Vous avez dit que la justice espagnole était conservatrice - c'est possible ; personnellement, il me semble que les juges sont tous plutôt conservateurs... Le Tribunal constitutionnel espagnol, à plusieurs reprises, a indiqué au parlement catalan à majorité indépendantiste ce qu'il ne pouvait pas faire ; les parlementaires catalans n'en ont pas tenu compte et ont attaqué le gouvernement espagnol devant la CEDH qui a donné raison au Tribunal constitutionnel espagnol, estimant que la suspension de la séance du parlement catalan était une exigence démocratique, puisque ce dernier violait la loi. Donc, les juges de la CEDH sont aussi conservateurs que les juges espagnols !

Par ailleurs, il y a un double degré de juridiction en Espagne comme dans tous les pays démocratiques. Cependant, en Espagne, les élus sont justiciables du Tribunal suprême et ont une possibilité de recours devant le Tribunal constitutionnel pour tout ce qui touche à leurs droits fondamentaux. C'est ainsi.

Un détail, enfin, ce n'est pas la procureure générale qui a dit que le jugement interviendrait au début du mois d'octobre, mais le procureur compétent pour cette affaire, lors d'un déplacement à Buenos Aires. On me précise qu'il aurait indiqué que la décision interviendrait à une date proche de la Fête nationale, qui tombe le 12 octobre.

Si M. Puigdemont ne peut pas siéger au Parlement européen, c'est parce qu'il n'est pas venu prêter serment devant l'autorité électorale à Madrid. Certes, il aurait pris un risque en le faisant, et je n'ai pas à le juger. Pour M. Junqueras, le Tribunal suprême a décidé qu'il devait rester en détention préventive, en raison du risque de fuite. Deux ans de détention préventive, c'est beaucoup, cela ne me plaît pas non plus, mais ce sont les juges qui l'ont décidé afin de ne pas fausser le jugement. Quant à Valtonyc, je peux seulement dire que j'ai défendu la liberté d'expression bec et ongles lorsque j'étais journaliste.

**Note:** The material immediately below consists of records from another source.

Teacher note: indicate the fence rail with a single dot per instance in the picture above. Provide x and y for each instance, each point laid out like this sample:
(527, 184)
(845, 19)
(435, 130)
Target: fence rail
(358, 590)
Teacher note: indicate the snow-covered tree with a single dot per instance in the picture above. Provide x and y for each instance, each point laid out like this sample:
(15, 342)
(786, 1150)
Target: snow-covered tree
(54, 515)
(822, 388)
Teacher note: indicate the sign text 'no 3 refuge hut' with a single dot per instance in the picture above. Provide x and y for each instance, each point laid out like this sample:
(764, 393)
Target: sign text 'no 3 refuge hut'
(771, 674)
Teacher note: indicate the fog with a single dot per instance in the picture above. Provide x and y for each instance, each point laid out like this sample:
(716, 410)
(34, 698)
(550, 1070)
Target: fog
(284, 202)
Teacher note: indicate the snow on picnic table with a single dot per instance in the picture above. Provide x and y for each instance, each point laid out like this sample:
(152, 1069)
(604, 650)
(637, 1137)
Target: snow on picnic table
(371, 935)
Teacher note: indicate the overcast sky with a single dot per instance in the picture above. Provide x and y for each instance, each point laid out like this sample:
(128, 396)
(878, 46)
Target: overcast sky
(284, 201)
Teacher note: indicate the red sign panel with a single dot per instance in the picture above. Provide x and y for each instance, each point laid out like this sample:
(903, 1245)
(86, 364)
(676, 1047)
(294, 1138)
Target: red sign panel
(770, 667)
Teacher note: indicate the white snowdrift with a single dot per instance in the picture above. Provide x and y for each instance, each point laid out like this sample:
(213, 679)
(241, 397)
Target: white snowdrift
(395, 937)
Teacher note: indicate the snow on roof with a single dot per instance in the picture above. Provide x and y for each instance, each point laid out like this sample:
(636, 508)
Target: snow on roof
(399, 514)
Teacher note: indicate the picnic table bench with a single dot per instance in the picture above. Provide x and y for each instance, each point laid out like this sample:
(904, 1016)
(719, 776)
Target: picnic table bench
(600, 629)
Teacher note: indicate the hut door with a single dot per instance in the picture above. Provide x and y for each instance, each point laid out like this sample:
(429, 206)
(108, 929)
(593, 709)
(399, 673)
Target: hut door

Enfin, si l'on observe le nombre de condamnations par la CEDH, l'Espagne est largement sous la moyenne des autres pays européens. Le cas de la Catalogne ne doit pas occulter le reste du tableau. L'Espagne a largement prouvé son engagement dans la défense des droits de l'Homme. J'aurais volontiers abordé la question de la « légende noire » de l'Espagne, mais nous ne disposons pas de suffisamment de temps.